YrWall is a Digital Graffiti Wall developed by event company Luma, where designs are created on a large wall using a modified spray paint can. The can contains no paint, instead it has an IR light which is tracked by a computer vision system and the image immediately back-projected onto the wall.

The inbuilt YrWall software has much of the functionality of a typical computer paint program, with a pop-out interface which enables users to change colour, spray width, opacity, work with stencils and use animated items such as swirls, stars, drips and splats. Recent additions to YrWall include options to email a JPEG of the completed design and create personalised stickers and T-shirts.

== Dragons' Den ==
The inventor of YrWall, Tom Hogan, and his business partner, Tim Williams, appeared on Episode 4 of Series 8 of the BBC show Dragons' Den.

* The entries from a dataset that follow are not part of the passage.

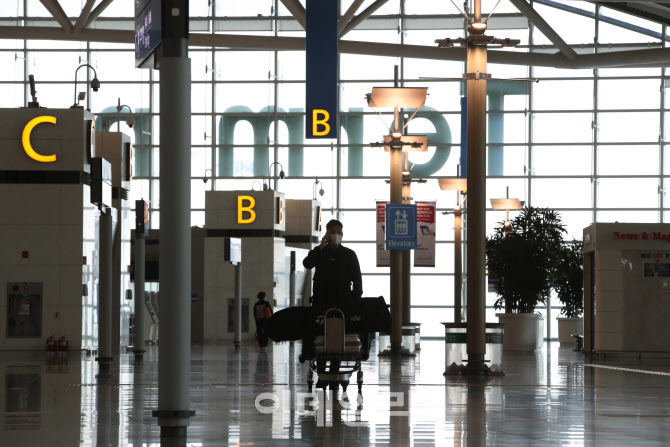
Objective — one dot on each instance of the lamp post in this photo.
(95, 83)
(476, 77)
(459, 185)
(396, 144)
(281, 173)
(130, 121)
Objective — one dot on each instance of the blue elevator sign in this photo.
(400, 227)
(321, 69)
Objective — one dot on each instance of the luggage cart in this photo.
(338, 355)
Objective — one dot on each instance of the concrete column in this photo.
(237, 340)
(105, 294)
(406, 266)
(138, 342)
(458, 265)
(496, 133)
(396, 255)
(476, 250)
(175, 253)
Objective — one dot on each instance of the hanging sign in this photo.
(424, 255)
(383, 255)
(321, 68)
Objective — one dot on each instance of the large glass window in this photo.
(589, 143)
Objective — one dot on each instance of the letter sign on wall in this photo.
(247, 208)
(25, 139)
(321, 69)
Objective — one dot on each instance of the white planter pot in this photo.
(523, 332)
(567, 327)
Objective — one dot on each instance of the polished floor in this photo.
(249, 397)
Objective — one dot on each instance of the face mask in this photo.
(336, 239)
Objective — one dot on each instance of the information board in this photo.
(148, 31)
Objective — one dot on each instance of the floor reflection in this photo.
(247, 396)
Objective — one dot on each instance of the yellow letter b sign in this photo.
(247, 208)
(320, 125)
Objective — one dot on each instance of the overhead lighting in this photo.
(479, 26)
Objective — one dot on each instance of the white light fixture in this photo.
(478, 26)
(401, 97)
(321, 191)
(95, 83)
(409, 143)
(506, 204)
(130, 122)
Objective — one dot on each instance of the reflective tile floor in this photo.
(257, 398)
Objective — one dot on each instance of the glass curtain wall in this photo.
(589, 143)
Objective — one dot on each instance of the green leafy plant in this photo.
(569, 281)
(523, 257)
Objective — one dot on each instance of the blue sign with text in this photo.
(148, 31)
(400, 227)
(321, 69)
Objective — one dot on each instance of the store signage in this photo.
(644, 236)
(321, 68)
(424, 255)
(383, 256)
(27, 146)
(280, 210)
(245, 209)
(148, 31)
(400, 227)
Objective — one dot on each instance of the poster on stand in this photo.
(383, 255)
(424, 255)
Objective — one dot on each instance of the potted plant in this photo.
(522, 256)
(569, 285)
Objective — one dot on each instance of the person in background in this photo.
(262, 311)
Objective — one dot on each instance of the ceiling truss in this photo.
(565, 57)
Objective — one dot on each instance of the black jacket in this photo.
(338, 274)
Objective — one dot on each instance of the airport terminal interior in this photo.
(154, 181)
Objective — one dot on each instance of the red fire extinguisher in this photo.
(62, 343)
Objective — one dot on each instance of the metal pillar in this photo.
(476, 249)
(396, 255)
(237, 308)
(458, 265)
(175, 223)
(138, 337)
(406, 258)
(105, 294)
(396, 273)
(291, 284)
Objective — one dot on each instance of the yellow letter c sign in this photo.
(26, 139)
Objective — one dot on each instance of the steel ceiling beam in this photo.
(346, 18)
(57, 12)
(83, 17)
(537, 20)
(97, 11)
(297, 11)
(632, 58)
(367, 12)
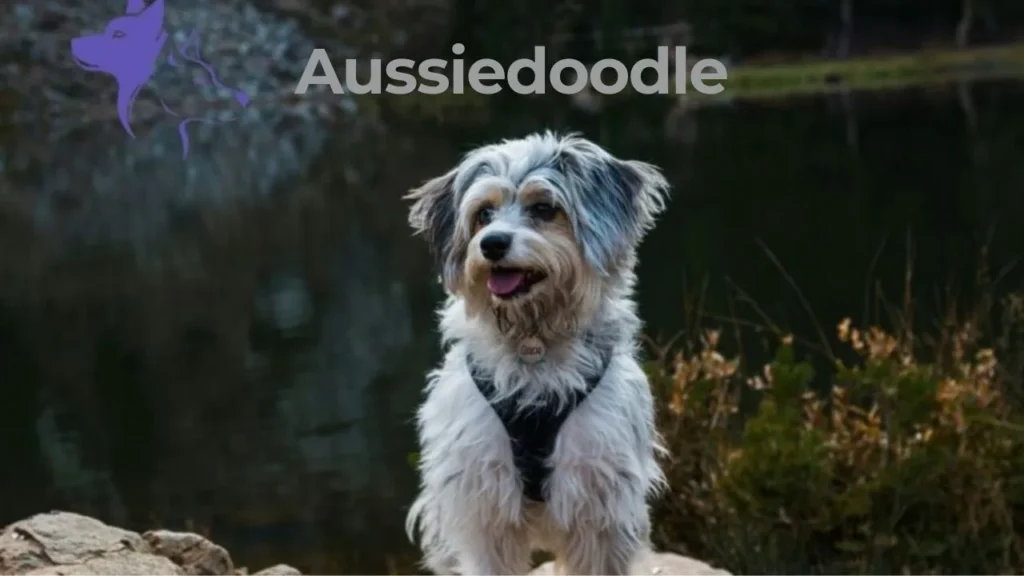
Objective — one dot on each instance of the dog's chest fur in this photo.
(534, 428)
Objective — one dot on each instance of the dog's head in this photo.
(128, 47)
(538, 230)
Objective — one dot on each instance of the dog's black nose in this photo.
(496, 245)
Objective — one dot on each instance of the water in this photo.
(253, 374)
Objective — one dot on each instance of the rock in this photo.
(654, 563)
(193, 552)
(66, 543)
(279, 570)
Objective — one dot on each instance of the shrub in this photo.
(907, 462)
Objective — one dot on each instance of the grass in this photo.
(759, 81)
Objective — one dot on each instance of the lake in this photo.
(248, 366)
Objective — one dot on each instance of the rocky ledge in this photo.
(65, 543)
(70, 544)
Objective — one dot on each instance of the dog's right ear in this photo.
(433, 216)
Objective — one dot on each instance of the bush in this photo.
(907, 463)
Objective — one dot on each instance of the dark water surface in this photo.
(257, 383)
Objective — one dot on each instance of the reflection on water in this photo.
(254, 372)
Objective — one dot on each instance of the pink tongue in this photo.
(504, 283)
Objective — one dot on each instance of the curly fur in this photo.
(471, 515)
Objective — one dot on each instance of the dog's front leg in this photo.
(597, 492)
(496, 548)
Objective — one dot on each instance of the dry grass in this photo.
(907, 457)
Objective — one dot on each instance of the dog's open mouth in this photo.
(509, 282)
(84, 65)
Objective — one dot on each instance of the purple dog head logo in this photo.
(129, 50)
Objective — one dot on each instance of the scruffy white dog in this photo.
(538, 432)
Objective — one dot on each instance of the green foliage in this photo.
(904, 465)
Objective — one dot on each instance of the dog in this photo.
(129, 49)
(538, 429)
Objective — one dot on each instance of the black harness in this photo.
(532, 432)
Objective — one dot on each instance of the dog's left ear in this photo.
(433, 216)
(620, 200)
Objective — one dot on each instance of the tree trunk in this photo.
(846, 32)
(967, 21)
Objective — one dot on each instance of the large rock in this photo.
(648, 564)
(65, 543)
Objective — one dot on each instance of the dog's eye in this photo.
(543, 211)
(484, 216)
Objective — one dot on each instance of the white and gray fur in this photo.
(470, 513)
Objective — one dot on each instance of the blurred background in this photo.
(236, 342)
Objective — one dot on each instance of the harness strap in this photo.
(532, 432)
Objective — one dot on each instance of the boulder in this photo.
(648, 564)
(66, 543)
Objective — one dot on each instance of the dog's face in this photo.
(129, 45)
(538, 230)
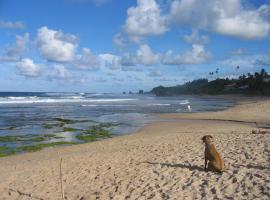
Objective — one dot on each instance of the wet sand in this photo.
(163, 160)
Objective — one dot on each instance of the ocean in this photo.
(28, 119)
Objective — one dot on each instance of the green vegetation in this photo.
(95, 133)
(5, 151)
(54, 125)
(69, 129)
(28, 138)
(251, 84)
(33, 142)
(38, 147)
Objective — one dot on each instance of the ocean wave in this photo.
(184, 102)
(73, 99)
(21, 98)
(159, 104)
(112, 105)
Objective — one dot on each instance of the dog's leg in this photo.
(205, 164)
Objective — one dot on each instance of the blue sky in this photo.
(127, 45)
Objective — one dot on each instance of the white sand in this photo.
(162, 161)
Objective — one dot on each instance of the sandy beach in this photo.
(163, 160)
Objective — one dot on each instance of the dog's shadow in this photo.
(183, 166)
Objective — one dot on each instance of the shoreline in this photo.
(162, 160)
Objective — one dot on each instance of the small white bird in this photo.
(189, 108)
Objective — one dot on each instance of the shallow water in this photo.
(39, 113)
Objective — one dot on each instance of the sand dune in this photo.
(164, 160)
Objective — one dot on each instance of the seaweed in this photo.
(6, 151)
(94, 133)
(28, 138)
(33, 148)
(69, 129)
(54, 125)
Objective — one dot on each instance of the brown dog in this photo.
(215, 161)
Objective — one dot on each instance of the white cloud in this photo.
(145, 56)
(196, 38)
(239, 51)
(196, 55)
(86, 60)
(155, 73)
(109, 61)
(60, 72)
(224, 17)
(28, 68)
(15, 52)
(145, 19)
(128, 60)
(55, 45)
(11, 25)
(119, 41)
(263, 60)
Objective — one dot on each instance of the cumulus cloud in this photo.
(60, 72)
(11, 25)
(196, 38)
(119, 41)
(86, 60)
(28, 68)
(223, 17)
(196, 55)
(155, 73)
(145, 19)
(55, 45)
(143, 56)
(14, 53)
(109, 61)
(263, 60)
(239, 52)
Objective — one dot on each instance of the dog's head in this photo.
(207, 138)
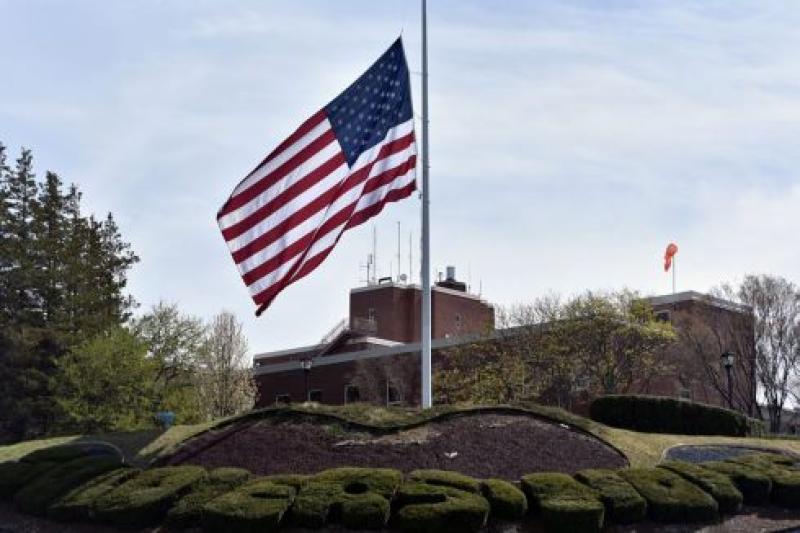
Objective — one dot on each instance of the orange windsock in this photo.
(672, 249)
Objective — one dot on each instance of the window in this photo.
(351, 394)
(663, 316)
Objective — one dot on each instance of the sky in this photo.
(570, 141)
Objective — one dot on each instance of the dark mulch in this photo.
(485, 446)
(716, 452)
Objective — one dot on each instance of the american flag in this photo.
(336, 171)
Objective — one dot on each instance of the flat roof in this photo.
(694, 296)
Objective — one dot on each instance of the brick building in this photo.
(373, 355)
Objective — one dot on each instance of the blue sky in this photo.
(570, 141)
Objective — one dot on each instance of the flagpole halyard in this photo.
(425, 330)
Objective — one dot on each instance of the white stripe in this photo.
(330, 181)
(316, 220)
(322, 242)
(288, 209)
(290, 151)
(303, 170)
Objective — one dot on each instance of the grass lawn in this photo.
(642, 449)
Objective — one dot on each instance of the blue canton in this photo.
(378, 101)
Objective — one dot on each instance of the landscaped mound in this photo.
(494, 443)
(655, 414)
(422, 501)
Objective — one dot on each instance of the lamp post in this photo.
(305, 364)
(727, 362)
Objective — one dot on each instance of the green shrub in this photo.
(357, 497)
(37, 495)
(256, 506)
(64, 453)
(505, 500)
(291, 480)
(670, 498)
(754, 484)
(623, 504)
(425, 508)
(78, 504)
(654, 414)
(564, 503)
(446, 478)
(186, 512)
(13, 475)
(718, 485)
(144, 500)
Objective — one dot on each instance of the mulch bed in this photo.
(480, 445)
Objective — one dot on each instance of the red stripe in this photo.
(286, 196)
(310, 265)
(235, 202)
(315, 120)
(337, 219)
(297, 218)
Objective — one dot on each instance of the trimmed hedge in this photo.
(144, 500)
(446, 478)
(718, 485)
(505, 500)
(256, 506)
(78, 504)
(426, 508)
(357, 497)
(14, 475)
(670, 498)
(565, 504)
(623, 504)
(656, 414)
(64, 453)
(754, 484)
(37, 495)
(187, 511)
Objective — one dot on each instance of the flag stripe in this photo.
(335, 171)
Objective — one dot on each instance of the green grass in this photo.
(641, 449)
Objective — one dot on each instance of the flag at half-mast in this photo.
(337, 170)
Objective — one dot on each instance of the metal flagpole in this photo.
(425, 331)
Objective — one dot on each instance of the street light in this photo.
(727, 362)
(305, 364)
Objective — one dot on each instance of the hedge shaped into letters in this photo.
(623, 504)
(187, 511)
(426, 508)
(357, 497)
(753, 483)
(78, 504)
(144, 500)
(37, 495)
(564, 503)
(670, 498)
(718, 485)
(505, 500)
(258, 505)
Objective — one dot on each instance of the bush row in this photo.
(101, 489)
(654, 414)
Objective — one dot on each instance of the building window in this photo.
(351, 394)
(393, 395)
(315, 395)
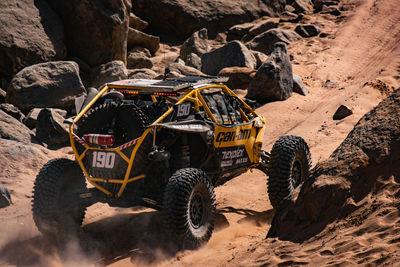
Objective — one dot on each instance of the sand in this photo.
(360, 57)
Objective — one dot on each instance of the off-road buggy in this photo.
(163, 144)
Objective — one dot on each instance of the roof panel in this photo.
(168, 85)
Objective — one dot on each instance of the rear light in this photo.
(99, 139)
(135, 92)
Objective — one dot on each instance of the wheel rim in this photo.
(296, 173)
(196, 210)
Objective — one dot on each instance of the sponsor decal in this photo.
(233, 157)
(230, 136)
(232, 154)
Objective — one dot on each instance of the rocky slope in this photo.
(349, 60)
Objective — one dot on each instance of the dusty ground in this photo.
(360, 58)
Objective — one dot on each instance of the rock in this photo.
(342, 112)
(31, 118)
(138, 38)
(263, 27)
(331, 10)
(296, 19)
(260, 58)
(137, 23)
(233, 54)
(274, 79)
(50, 128)
(181, 70)
(318, 4)
(138, 58)
(142, 74)
(5, 197)
(330, 84)
(20, 19)
(95, 31)
(365, 165)
(51, 84)
(181, 17)
(299, 87)
(84, 70)
(2, 96)
(239, 77)
(238, 31)
(301, 6)
(193, 60)
(307, 30)
(265, 42)
(196, 43)
(12, 111)
(12, 129)
(109, 72)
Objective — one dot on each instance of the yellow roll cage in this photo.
(193, 95)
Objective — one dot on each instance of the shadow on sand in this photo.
(139, 236)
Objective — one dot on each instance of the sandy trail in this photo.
(362, 46)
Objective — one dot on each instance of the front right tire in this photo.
(290, 165)
(189, 208)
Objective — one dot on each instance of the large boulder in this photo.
(30, 33)
(177, 69)
(2, 96)
(12, 129)
(50, 128)
(137, 23)
(51, 84)
(12, 111)
(138, 38)
(265, 42)
(261, 27)
(138, 58)
(193, 60)
(364, 166)
(319, 4)
(301, 6)
(233, 54)
(181, 17)
(196, 43)
(274, 79)
(109, 72)
(236, 32)
(299, 87)
(307, 30)
(96, 31)
(142, 74)
(5, 197)
(31, 118)
(239, 77)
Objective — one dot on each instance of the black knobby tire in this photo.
(127, 122)
(58, 184)
(290, 165)
(189, 208)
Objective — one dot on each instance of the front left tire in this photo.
(189, 208)
(58, 184)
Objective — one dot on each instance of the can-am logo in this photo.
(232, 154)
(233, 135)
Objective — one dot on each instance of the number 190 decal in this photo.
(103, 159)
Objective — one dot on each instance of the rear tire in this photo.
(59, 182)
(189, 208)
(289, 166)
(127, 122)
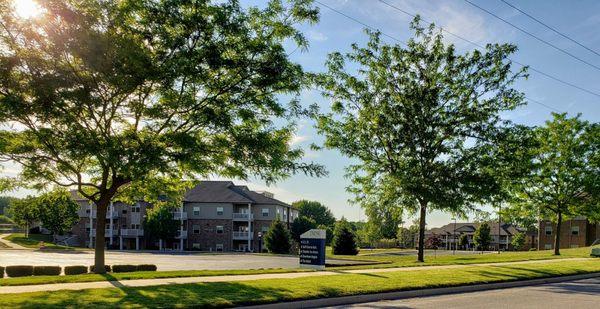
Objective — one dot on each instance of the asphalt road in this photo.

Seeking investment in YrWall, the entrepreneurs were successful in gaining £50,000 for 40% of the YrWall parent company Lumacoustics from Dragons Deborah Meaden and Peter Jones.

== World's Largest Interactive Graffiti Wall ==
In September 2009 YrWall was used to create the 'World's Largest Interactive Graffiti Wall' at the Bristol Festival, UK. Artists used the standard 3.5 m^{2} YrWall to produce artwork which was in turn projected live onto a 26m x 10m space on the side of the iconic Lloyds amphitheatre building.